Le 49.3: un outil de gouvernement légitime mais impropre à régler une crise politique edit
L’utilisation de la procédure de l’article 49-3 de la Constitution pour l’adoption de la réforme des retraites a fait l’objet d’un procès pour violation des exigences démocratiques. Il s’agirait d’un « coup de force » du président de la République et du gouvernement, braqué contre le Parlement, la rue, le peuple, les syndicats…

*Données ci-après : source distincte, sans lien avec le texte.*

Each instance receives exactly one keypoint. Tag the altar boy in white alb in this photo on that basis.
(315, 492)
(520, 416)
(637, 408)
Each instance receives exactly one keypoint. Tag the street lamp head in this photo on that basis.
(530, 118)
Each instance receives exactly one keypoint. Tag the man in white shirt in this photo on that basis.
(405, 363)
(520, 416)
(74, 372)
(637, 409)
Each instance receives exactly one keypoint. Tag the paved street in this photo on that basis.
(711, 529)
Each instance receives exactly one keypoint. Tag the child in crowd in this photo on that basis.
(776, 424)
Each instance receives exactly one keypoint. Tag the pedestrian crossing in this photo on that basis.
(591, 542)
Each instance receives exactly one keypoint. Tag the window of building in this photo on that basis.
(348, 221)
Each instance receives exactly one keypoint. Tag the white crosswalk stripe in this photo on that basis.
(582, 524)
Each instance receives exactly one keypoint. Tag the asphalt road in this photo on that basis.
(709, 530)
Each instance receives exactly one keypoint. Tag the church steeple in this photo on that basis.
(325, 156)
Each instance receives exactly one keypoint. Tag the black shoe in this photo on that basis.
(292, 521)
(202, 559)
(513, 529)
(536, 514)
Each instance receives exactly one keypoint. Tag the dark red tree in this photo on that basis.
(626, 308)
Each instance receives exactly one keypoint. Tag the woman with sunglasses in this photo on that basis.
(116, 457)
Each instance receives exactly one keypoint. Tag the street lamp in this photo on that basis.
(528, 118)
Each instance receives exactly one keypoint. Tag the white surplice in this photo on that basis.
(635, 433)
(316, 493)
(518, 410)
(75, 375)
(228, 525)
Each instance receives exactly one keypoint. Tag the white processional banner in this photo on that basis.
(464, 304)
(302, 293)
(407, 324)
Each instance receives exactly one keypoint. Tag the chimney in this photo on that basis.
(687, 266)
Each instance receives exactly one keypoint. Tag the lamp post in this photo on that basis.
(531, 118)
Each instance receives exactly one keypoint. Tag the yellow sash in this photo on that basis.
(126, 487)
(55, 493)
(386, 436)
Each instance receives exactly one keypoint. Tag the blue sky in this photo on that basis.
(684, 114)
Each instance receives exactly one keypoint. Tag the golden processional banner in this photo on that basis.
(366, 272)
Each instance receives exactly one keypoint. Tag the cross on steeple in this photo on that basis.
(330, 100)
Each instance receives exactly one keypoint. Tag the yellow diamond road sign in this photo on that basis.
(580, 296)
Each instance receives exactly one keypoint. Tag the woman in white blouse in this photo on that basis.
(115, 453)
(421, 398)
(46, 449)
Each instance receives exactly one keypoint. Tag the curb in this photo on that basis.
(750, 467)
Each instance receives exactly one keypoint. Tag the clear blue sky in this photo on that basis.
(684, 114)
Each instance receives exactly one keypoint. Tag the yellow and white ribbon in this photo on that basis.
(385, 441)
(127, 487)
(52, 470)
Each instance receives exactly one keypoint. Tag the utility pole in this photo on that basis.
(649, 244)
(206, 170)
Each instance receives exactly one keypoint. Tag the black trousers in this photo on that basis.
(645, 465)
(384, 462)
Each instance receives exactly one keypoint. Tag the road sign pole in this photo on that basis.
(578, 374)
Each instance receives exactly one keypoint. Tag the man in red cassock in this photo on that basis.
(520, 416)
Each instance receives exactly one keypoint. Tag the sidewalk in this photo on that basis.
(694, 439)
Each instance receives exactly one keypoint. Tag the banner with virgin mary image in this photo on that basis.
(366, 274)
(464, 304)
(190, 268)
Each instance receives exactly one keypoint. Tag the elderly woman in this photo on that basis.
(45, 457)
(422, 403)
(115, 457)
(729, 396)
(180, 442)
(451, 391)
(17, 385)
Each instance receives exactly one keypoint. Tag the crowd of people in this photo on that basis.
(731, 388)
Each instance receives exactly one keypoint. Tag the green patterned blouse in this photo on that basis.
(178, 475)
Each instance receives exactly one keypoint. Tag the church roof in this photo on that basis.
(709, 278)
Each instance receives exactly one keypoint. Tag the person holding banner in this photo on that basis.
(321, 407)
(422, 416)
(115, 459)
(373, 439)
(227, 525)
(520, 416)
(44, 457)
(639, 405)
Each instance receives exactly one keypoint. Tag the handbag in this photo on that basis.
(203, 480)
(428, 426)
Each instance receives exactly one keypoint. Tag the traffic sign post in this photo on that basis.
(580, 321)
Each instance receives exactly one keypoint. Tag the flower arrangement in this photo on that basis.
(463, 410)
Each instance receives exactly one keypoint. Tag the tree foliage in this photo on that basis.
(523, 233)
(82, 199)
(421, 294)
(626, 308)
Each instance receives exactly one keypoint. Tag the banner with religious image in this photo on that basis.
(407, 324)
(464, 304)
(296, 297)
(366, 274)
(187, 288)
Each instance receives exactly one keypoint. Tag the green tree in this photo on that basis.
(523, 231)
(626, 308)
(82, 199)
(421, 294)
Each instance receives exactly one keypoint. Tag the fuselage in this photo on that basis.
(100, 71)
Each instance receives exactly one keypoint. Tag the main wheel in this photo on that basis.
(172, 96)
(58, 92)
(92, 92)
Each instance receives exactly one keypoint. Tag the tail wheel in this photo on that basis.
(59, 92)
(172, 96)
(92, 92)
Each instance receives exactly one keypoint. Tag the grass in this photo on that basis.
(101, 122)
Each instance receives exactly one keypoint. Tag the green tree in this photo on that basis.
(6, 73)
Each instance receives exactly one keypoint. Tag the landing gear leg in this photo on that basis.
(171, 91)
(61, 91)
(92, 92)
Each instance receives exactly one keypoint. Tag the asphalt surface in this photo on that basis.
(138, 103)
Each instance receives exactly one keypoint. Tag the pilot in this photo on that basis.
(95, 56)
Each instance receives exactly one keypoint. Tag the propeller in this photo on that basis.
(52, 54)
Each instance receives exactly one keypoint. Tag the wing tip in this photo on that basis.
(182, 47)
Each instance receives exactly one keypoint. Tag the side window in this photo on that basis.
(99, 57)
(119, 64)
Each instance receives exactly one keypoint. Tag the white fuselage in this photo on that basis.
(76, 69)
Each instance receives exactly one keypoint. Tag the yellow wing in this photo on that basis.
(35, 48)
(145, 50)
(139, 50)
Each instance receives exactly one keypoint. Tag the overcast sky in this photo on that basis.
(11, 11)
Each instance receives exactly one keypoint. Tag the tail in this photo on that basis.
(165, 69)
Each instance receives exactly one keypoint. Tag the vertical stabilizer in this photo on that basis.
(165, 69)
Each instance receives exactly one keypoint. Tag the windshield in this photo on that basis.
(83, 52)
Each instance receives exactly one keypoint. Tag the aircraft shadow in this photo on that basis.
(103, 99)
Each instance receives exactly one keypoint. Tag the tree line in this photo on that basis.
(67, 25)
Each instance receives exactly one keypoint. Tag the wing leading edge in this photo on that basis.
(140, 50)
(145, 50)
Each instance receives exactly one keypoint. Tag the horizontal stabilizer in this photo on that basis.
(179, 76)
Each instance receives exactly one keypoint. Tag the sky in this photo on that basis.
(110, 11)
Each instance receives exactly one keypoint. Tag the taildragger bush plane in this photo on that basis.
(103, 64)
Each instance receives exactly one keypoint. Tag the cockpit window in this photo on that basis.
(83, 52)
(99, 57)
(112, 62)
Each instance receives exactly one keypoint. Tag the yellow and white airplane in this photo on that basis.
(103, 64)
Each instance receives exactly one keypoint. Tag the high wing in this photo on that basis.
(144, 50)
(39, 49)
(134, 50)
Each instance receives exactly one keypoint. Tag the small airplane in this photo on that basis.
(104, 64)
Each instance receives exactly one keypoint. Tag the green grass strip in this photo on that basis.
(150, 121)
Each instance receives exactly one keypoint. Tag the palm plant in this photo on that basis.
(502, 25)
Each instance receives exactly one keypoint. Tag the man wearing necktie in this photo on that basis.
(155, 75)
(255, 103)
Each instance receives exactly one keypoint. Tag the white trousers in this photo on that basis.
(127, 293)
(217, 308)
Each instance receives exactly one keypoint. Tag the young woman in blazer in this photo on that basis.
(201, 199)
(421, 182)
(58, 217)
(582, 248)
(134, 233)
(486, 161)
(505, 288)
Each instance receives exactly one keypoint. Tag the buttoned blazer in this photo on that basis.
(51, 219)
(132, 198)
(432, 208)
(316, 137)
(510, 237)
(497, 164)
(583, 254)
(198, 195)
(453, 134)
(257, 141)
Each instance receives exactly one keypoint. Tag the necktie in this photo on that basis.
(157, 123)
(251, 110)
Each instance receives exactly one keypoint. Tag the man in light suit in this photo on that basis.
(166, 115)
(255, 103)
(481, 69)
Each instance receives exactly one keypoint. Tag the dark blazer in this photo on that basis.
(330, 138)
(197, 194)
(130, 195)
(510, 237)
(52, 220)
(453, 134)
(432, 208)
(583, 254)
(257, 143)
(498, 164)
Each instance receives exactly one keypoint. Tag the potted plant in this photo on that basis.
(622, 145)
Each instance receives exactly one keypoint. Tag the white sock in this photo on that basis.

Rappelons que l’article 49-3 permet au gouvernement, autorisé en Conseil des ministres, d’engager sa responsabilité sur un texte, ce texte étant considéré comme adopté sauf si une motion de censure est déposée et votée par la majorité absolue des membres composant l’Assemblée nationale, auquel cas le gouvernement est renversé et le texte rejeté.
C’est l’un des outils majeurs de la Constitution qui vise à permettre au gouvernement de faire adopter un texte, soit face à une majorité rétive pour des raisons conjoncturelles, soit de gouverner alors qu’il ne dispose que d’une majorité relative à l’Assemblée nationale.
Sans revenir sur la centaine de recours à cette procédure sous la Ve République, il est utile de dresser un parallèle entre l’usage fait par Michel Rocard de cette procédure entre 1988 et 1991 et celui fait par Elisabeth Borne : 28 pour le premier, 11 pour la seconde.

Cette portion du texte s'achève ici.